This is immediately after a half-dozen excuses as to why the author is still fat.

This article appears to self-defeat itself before it ever gets to the premise. :(
posted by Setec Astronomy at 10:07 AM on July 15


As a woman, you are always going to be fat.

This is so, so true it should be on a t-shirt. Or at least on some kind of wallet card that can be issued to every woman and girl so they can see it every day, be reminded and stop some of the stress and self-flagellation. No matter how often my pediatrician told me my weight was normal for my height, I was mercilessly fat-shamed in school from the first day of nursery school, literally any time a boy had an opportunity to speak to me. The worst offenders were the really fat boys, the ones spilling out over their trousers, whose faces shook when they screamed at me.

I became heavy through the intermediate grades, through a combination of puberty and not giving a fuck from damned if you don't. A long illness brought all the weight back off in junior high until I was clinically underweight, occasionally dangerously so. But I couldn't see it. When I looked in the mirror, all I could see was gross corpulence. And guess what - there were still enough boys saying the same thing to reinforce that false mirror, that nobody could get through to get me to see the real one.

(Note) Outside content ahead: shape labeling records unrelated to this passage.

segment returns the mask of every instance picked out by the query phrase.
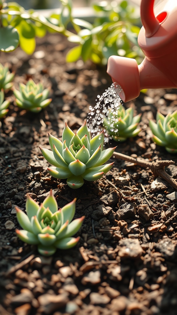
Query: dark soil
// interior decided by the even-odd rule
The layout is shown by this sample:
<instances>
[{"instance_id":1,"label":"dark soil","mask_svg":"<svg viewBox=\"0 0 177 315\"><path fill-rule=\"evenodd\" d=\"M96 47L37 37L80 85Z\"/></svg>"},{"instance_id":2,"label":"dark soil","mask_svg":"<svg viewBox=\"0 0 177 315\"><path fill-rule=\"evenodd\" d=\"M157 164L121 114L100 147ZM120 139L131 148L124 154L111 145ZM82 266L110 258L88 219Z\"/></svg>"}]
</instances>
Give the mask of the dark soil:
<instances>
[{"instance_id":1,"label":"dark soil","mask_svg":"<svg viewBox=\"0 0 177 315\"><path fill-rule=\"evenodd\" d=\"M106 67L80 60L66 64L70 46L66 38L50 35L38 40L39 51L32 56L20 49L0 54L1 62L15 72L16 88L31 77L41 80L51 87L53 101L34 114L14 106L11 92L6 94L11 103L0 134L0 313L175 315L175 188L148 168L113 158L114 166L102 178L76 190L48 173L38 148L49 148L48 132L61 137L66 121L77 130L97 95L111 83ZM148 125L158 109L166 115L177 108L176 90L149 90L125 106L131 105L142 114L142 131L110 146L134 158L176 165L176 155L152 142ZM166 169L177 178L175 164ZM77 246L46 258L18 238L15 206L25 210L27 193L40 203L51 188L59 207L76 197L75 217L85 218Z\"/></svg>"}]
</instances>

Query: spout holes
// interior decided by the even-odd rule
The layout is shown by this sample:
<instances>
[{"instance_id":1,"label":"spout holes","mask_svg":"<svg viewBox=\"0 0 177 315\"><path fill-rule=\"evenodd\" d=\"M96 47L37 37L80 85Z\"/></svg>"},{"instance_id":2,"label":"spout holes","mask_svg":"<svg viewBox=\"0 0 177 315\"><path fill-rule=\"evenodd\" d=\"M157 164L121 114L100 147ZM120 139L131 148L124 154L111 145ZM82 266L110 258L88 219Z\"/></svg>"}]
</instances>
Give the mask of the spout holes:
<instances>
[{"instance_id":1,"label":"spout holes","mask_svg":"<svg viewBox=\"0 0 177 315\"><path fill-rule=\"evenodd\" d=\"M167 15L167 13L165 11L161 12L160 14L156 16L156 19L157 19L160 23L162 23L162 22L164 20Z\"/></svg>"}]
</instances>

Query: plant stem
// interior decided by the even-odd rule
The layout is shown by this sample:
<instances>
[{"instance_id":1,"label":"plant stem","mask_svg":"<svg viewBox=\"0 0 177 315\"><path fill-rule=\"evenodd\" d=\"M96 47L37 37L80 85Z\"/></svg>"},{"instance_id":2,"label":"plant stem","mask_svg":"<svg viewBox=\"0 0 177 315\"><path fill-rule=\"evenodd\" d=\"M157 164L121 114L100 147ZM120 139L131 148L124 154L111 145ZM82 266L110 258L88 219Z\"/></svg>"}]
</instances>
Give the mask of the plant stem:
<instances>
[{"instance_id":1,"label":"plant stem","mask_svg":"<svg viewBox=\"0 0 177 315\"><path fill-rule=\"evenodd\" d=\"M165 166L174 164L175 162L171 160L170 161L159 161L158 162L149 162L142 158L138 158L135 159L122 153L115 152L114 152L112 156L117 159L119 158L128 162L134 163L142 167L146 168L148 168L151 170L155 176L160 176L168 181L174 188L177 189L177 181L171 176L167 174L164 169Z\"/></svg>"}]
</instances>

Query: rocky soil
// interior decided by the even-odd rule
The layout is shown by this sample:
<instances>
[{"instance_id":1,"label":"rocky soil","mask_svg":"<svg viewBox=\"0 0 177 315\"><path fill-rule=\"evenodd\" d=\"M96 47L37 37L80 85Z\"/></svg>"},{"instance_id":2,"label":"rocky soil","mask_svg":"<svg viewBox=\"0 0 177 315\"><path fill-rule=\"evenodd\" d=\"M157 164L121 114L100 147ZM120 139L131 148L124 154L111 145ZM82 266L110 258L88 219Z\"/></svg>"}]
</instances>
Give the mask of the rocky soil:
<instances>
[{"instance_id":1,"label":"rocky soil","mask_svg":"<svg viewBox=\"0 0 177 315\"><path fill-rule=\"evenodd\" d=\"M51 88L53 100L37 114L14 105L0 134L0 313L2 315L175 315L177 307L177 192L148 168L117 159L101 179L72 190L48 173L40 146L48 132L61 137L66 122L77 130L98 94L110 86L106 68L79 60L66 64L71 44L60 35L37 41L28 56L20 49L1 53L16 75L14 84L32 77ZM142 114L139 136L116 151L147 162L175 162L166 168L177 179L176 155L151 139L148 126L158 109L177 108L176 90L151 90L125 104ZM28 193L40 203L52 189L59 207L76 197L75 217L85 216L75 247L45 257L24 244L15 209L25 210Z\"/></svg>"}]
</instances>

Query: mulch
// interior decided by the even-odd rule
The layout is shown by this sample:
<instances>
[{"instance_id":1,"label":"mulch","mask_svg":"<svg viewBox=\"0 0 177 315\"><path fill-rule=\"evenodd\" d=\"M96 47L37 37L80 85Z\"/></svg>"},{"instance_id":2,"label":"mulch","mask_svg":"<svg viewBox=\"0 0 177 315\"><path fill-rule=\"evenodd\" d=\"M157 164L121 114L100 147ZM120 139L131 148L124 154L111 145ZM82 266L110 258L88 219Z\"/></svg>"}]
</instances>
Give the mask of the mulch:
<instances>
[{"instance_id":1,"label":"mulch","mask_svg":"<svg viewBox=\"0 0 177 315\"><path fill-rule=\"evenodd\" d=\"M0 313L2 315L176 315L177 306L177 192L151 170L112 157L101 179L70 188L49 176L38 148L49 148L48 133L61 137L66 122L77 131L111 83L104 67L79 60L66 64L72 44L58 34L38 39L28 56L20 48L0 54L15 72L14 84L32 77L50 87L52 101L34 114L14 104L0 133ZM138 136L116 151L155 162L177 179L177 156L151 140L150 119L177 108L176 90L149 90L125 105L141 113ZM107 144L106 145L108 145ZM26 194L42 202L52 189L59 207L76 198L75 218L85 215L77 246L39 255L15 232L15 207L25 210Z\"/></svg>"}]
</instances>

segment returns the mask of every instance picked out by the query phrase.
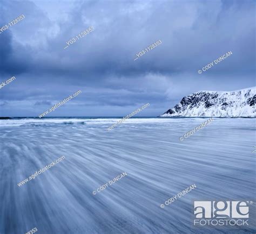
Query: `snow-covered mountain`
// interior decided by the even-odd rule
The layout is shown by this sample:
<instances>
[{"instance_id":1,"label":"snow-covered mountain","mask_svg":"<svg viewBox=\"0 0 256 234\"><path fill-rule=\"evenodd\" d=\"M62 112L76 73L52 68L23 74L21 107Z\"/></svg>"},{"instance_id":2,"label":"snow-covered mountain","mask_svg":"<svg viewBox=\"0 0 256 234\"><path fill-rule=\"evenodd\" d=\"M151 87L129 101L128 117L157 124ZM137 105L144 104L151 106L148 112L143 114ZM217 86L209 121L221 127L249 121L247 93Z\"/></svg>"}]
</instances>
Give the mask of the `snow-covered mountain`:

If I had a child, one of the first and most important things I would want to teach him or her is, "It's none of your business how much anybody weighs until you're a grownup. And even then, it's only your business if that person is your partner or your child, or if you're a doctor and the person is your patient. Until then, you do not talk about it, ever."
posted by The Underpants Monster at 10:08 AM on July 15 [11 favorites]


I think the actual value of her post is not "rah rah I have a sense of self even though I'm fat!" but the observation of the near-universal experience that American women have that no matter what they weigh, it's too much. Being able to internalize THAT is a huge paradigm shift for any individual, and if we can all get there (regardless of gender), it would be real, valuable progress.
posted by spindrifter at 10:09 AM on July 15 [11 favorites]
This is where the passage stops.